多くの場合、漏洩はシール面の摩耗や損傷、または取り付け不良が原因ですが、ポンプ本体や運転条件に根本的な問題がある場合も少なくありません。表面的なシール交換だけでなく、根本原因を取り除くことが再発防止につながります。
使用条件に応じた適切なメカニカルシールの選定
メカニカルシールの性能と寿命は、ポンプの使用条件(移送流体の種類、温度、圧力、回転速度)とポンプの構造に大きく依存します。適切なメカニカルシールを選定することは、トラブルを未然に防ぐ上で極めて重要です。
選定の主要因
- 移送流体: 流体の化学的性質(腐食性、溶解性)、物理的性質(粘度、固形物の有無、結晶化傾向、蒸気圧)、温度は、シール材(固定環材、回転環材、二次シール材)、スプリング材、金属部品材の選定に最も重要な要素です。流体に対して耐性のある材料を選択する必要があります。
- 圧力: シール面にかかる圧力は、シール面の接触圧力を決定し、発熱や摩耗に影響します。高圧用途には、圧力バランス構造を持つメカニカルシールなどが適しています。
- 温度: 流体温度は、シール材の耐熱性だけでなく、流体の蒸気圧にも影響します。高温流体や熱的に不安定な流体の場合は、冷却機構(APIプランなど)を備えたシールシステムが必要になることがあります。
- 回転速度: 軸の回転速度は、シール面の摺動速度に直結し、摩擦熱の発生量に大きく影響します。高速回転用途には、熱拡散性の良いシール材や、シール面の潤滑を促進する設計が必要です。
- 固形物の有無: 固形物を含む流体の場合は、固形物がシール面に噛み込むことによる摩耗や損傷のリスクが高まります。固形物に対応した設計(例えば、スプリングが流体と接触しない構造、フラッシング機構)のシールを選択する必要があります。
- 設置環境: ポンプが設置される環境(雰囲気温度、腐食性ガス、振動など)も考慮に入れる必要があります。
シールの種類と構造
メカニカルシールには、様々なタイプと構造があります。シングルシール、ダブルシール、カートリッジシール、コンポーネントシールなどです。危険な流体や非常に重要な用途には、バックアップ機能を持つダブルシールシステムが採用されることが多いです。カートリッジシールは、組み立て済みユニットとして提供され、現場での取り付けミスを減らせる利点があります。
メーカーへの相談
適切なメカニカルシールを選定する際には、ポンプメーカーまたはシールメーカーに詳細な運転条件とポンプ仕様を提示し、推奨を受けることが最も確実です。
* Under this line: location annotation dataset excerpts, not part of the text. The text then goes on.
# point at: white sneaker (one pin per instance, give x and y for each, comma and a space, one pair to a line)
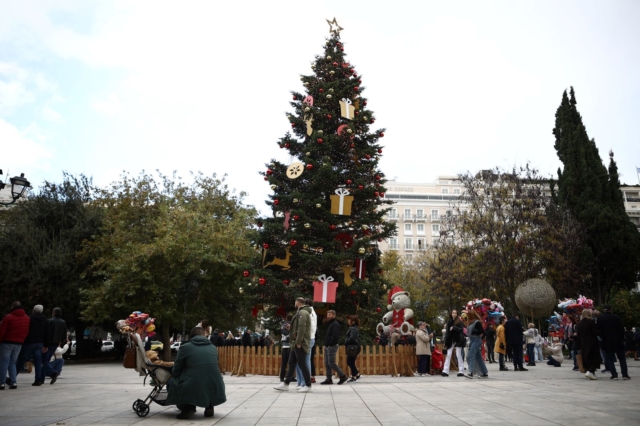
282, 386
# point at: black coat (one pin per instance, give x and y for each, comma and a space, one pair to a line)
333, 333
455, 334
588, 343
38, 327
611, 331
513, 332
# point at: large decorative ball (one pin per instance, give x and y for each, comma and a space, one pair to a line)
535, 298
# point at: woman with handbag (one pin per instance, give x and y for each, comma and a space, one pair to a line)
454, 339
501, 344
352, 343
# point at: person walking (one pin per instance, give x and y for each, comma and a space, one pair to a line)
612, 333
56, 335
490, 338
475, 331
33, 345
331, 349
196, 380
353, 339
513, 332
14, 329
530, 336
286, 348
501, 344
556, 356
454, 339
423, 348
301, 340
587, 336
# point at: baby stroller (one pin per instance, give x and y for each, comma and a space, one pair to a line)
159, 374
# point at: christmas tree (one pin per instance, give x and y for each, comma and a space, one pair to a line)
327, 202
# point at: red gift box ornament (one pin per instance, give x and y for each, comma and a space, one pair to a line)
361, 269
324, 290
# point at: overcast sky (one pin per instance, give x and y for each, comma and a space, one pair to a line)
102, 87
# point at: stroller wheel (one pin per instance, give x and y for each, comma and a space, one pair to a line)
136, 403
142, 410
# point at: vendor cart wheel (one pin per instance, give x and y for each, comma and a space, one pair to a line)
136, 403
142, 410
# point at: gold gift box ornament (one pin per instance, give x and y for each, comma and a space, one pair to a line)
341, 202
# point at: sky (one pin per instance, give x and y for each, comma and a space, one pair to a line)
104, 87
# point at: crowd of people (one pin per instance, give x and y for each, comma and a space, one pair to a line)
33, 338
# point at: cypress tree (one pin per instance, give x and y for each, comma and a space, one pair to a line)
592, 193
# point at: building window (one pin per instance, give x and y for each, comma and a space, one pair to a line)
393, 243
408, 243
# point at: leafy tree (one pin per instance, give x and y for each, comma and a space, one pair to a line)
504, 230
39, 239
168, 248
335, 150
591, 192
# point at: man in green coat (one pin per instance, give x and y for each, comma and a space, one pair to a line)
300, 345
196, 379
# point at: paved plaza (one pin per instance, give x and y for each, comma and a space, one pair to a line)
103, 394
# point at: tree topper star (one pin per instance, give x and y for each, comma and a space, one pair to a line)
335, 30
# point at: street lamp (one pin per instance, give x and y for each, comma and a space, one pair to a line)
18, 186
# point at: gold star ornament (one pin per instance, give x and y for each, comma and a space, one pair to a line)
334, 28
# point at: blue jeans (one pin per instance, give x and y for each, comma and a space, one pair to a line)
8, 356
299, 376
46, 364
610, 358
474, 357
28, 351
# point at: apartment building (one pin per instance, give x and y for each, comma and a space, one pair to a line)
417, 209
専門メーカーは、豊富な経験とデータに基づき、最適な材料と構造のシールを選定してくれます。
まとめ
遠心ポンプのメカニカルシールは、信頼性の高いポンプ運転に不可欠な部品です。日常的な監視による劣化の早期診断、メーカーの指示に基づいた正確な交換手順の実施、そして使用条件に適したシールの選定は、設備メンテナンス技師の重要な役割です。メカニカルシールのトラブルシューティングにおいては、シール自体の問題だけでなく、ポンプ本体や運転条件に起因する根本原因を見抜く洞察力が求められます。これらの実践的な技術と知識を活かすことが、設備の安定稼働とライフサイクルコストの最適化につながるでしょう。